Does lower growth mean that US corporate earnings outperformance will also narrow? Over recent decades, US corporations have delivered above-trend earnings thanks to tax and interest rate cuts, as well as the economies of scale that follow near-monopolies in some technology sectors. This translated into an outperformance of earnings growth in the US versus other markets, leading over time to investors assigning a higher valuation multiple to US corporate earnings. In other words, US equities’ broad outperformance was mostly justified by stronger fundamentals. It seems likely that US innovation in the short-term will continue to support earnings in particular sectors, including artificial intelligence. But the divergence with other stock markets is unlikely to be as wide, arguing in favour of continuing a real regional diversification across portfolio investments.
In this environment, our investment strategy remains cautious, as we seek to balance the lagged effects of high interest rates against recent economic resilience.

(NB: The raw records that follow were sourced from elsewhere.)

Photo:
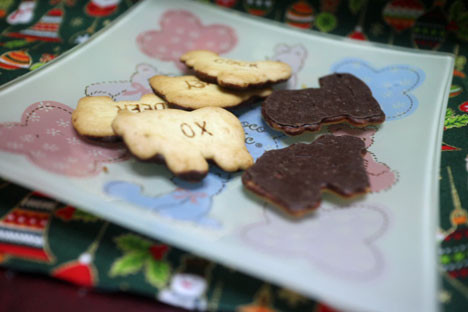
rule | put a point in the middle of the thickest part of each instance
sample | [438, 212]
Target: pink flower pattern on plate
[381, 176]
[46, 137]
[180, 32]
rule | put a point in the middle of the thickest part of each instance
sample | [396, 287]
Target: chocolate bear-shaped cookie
[295, 177]
[340, 98]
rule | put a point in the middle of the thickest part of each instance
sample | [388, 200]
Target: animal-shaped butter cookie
[186, 140]
[93, 116]
[235, 74]
[189, 92]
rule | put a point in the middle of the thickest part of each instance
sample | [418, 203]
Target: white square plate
[377, 253]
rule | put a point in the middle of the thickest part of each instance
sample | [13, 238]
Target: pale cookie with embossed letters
[93, 116]
[186, 140]
[189, 92]
[235, 74]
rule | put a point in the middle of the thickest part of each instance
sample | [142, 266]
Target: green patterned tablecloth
[80, 248]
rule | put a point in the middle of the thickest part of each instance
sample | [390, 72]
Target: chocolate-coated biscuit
[294, 178]
[340, 98]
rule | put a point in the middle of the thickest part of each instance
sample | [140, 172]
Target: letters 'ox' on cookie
[185, 140]
[391, 85]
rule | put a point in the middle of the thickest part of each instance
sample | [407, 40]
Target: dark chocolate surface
[294, 177]
[341, 97]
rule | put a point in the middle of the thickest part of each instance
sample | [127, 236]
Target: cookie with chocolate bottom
[294, 178]
[186, 140]
[340, 98]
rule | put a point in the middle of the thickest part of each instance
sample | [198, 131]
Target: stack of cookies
[185, 123]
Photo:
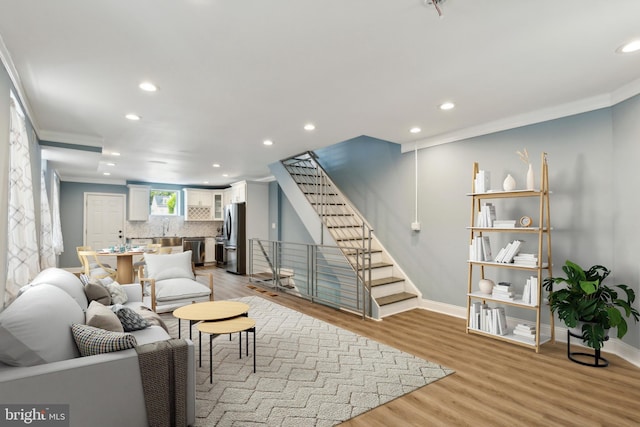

We retain a neutral allocation to equities, and an overweight allocation to fixed income, focusing on US Treasuries – which now offer competitive expected returns – and investment grade credit. We continue to favour exposure to the US dollar. While the currency could see some consolidation as US outperformance moderates, sluggish growth elsewhere and still-high Treasury yields should keep the dollar well supported, particularly against sterling and the euro.